EX1 Use the svm() algorithm of the e1071 package to carry out the support vector machine for the PlantGrowth data set. Then, discuss the number of support vectors.

library(e1071)
## Warning: package 'e1071' was built under R version 4.2.2
svm_model <- svm(formula = group ~ ., data = PlantGrowth)

num <- nrow(svm_model$SV)
num
## [1] 29

There are 29 support vectors indicating that almost every data point must be used for creating the boundary. Signifying that maybe the data is difficult to separate and may be overfit.

Ex2 Do a similar SVM analysis as that in the previous question using the iris data set. Discuss the number of support vectors/samples.

svm_model <- svm(Species ~ ., data = iris)

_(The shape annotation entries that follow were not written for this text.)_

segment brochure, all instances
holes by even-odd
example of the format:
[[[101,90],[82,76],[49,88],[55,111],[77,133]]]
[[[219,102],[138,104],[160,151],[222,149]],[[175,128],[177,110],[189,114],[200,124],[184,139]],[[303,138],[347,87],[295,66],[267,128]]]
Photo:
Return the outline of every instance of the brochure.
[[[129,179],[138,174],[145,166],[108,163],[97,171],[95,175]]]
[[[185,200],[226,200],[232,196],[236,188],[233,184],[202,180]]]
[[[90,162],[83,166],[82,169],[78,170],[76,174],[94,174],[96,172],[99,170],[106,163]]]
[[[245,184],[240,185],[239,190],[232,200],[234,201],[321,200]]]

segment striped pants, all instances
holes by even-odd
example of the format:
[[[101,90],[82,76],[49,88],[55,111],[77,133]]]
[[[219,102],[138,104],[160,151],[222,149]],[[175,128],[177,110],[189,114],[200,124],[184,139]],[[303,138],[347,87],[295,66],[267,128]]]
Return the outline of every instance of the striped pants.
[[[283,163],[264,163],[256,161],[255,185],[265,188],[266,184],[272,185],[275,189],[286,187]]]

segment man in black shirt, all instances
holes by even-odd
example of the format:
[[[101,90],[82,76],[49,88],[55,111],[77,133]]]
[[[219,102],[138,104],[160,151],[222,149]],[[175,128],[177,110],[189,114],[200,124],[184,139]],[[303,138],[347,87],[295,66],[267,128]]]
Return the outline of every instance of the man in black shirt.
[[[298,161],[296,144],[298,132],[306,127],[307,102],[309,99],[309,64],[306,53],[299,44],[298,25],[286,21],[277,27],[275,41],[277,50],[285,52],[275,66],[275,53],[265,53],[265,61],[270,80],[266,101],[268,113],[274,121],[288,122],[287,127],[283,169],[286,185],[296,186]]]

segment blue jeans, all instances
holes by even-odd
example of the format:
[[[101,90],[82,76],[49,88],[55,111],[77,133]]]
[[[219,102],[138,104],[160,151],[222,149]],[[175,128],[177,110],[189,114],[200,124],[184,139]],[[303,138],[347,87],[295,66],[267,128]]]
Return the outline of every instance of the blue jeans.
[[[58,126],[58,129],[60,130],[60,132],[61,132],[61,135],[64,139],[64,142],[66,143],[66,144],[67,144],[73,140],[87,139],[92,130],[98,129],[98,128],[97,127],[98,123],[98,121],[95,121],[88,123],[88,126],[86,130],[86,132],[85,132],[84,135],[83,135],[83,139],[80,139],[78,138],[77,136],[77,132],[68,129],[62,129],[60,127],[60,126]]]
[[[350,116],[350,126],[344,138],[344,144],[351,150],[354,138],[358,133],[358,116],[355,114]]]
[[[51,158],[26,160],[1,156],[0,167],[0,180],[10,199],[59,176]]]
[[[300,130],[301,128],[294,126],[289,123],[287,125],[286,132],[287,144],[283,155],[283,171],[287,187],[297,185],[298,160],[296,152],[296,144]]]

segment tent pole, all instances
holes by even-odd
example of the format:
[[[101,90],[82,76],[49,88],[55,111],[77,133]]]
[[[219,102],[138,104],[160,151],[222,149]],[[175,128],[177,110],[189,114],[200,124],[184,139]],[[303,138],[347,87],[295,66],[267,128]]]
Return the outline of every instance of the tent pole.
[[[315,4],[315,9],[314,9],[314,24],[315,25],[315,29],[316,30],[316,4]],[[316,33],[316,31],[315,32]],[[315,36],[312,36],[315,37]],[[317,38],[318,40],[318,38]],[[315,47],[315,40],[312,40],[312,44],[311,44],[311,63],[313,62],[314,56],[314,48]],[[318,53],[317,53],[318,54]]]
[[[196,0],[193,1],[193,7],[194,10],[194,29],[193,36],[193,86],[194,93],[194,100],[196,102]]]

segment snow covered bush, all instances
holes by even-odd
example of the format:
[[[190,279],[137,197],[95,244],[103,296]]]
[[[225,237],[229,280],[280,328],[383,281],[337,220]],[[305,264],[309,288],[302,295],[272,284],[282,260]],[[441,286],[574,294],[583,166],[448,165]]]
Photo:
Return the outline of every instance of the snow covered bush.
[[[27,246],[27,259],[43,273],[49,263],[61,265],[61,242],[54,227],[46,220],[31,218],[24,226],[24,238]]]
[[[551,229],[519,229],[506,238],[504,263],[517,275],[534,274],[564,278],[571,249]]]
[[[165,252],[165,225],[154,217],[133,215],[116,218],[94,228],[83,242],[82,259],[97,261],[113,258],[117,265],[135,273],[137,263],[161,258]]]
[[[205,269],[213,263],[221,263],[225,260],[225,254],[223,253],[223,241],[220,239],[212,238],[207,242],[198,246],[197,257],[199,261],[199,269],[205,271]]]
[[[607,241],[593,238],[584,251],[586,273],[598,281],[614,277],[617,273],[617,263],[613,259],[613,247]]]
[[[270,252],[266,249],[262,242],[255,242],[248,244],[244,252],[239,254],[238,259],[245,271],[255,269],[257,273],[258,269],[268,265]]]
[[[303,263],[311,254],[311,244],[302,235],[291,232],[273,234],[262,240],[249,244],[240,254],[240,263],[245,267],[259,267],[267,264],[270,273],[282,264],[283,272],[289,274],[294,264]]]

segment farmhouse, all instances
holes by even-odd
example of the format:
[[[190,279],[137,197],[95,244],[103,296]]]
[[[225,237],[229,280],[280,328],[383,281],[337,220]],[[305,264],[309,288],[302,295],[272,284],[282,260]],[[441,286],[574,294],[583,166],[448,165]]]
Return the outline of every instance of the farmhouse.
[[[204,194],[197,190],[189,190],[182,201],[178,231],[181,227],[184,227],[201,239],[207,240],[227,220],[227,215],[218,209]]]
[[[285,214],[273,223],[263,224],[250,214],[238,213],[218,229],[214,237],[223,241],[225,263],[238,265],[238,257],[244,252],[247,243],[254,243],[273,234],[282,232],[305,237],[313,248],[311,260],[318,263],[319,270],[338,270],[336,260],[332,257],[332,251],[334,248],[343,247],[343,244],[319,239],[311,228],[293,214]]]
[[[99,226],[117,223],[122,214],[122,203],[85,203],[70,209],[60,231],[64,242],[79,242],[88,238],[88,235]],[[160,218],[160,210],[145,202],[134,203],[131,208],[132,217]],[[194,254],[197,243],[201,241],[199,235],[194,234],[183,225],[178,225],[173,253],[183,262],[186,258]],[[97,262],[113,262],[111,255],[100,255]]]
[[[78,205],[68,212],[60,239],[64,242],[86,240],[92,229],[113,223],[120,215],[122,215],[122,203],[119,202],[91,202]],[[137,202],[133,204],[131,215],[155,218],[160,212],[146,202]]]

num_support_vectors <- nrow(svm_model$SV)
num_support_vectors
## [1] 51

There are considerable less support vectors compared to PlantGrowth. Considering that there are only three species, the algorithm can correctly classify the data considering there are a third of the number of support vectors to rows.

Ex3 Use the iris data set to select 80% of the samples for training svm(), then use the rest 20% for validation. DIscuss your results.

train_indices <- sample(1:nrow(iris), 0.8 * nrow(iris))
iris_train <- iris[train_indices, ]
iris_test <- iris[-train_indices, ]

svm_model <- svm(Species ~ ., data = iris_train)

svm_predictions <- predict(svm_model, newdata = iris_test)

svm_accuracy <- sum(svm_predictions == iris_test$Species) / nrow(iris_test)
svm_accuracy
## [1] 0.9666667

It seems that the algorithm has worked and it was able to classify the dataset properly with a 96% accuracy.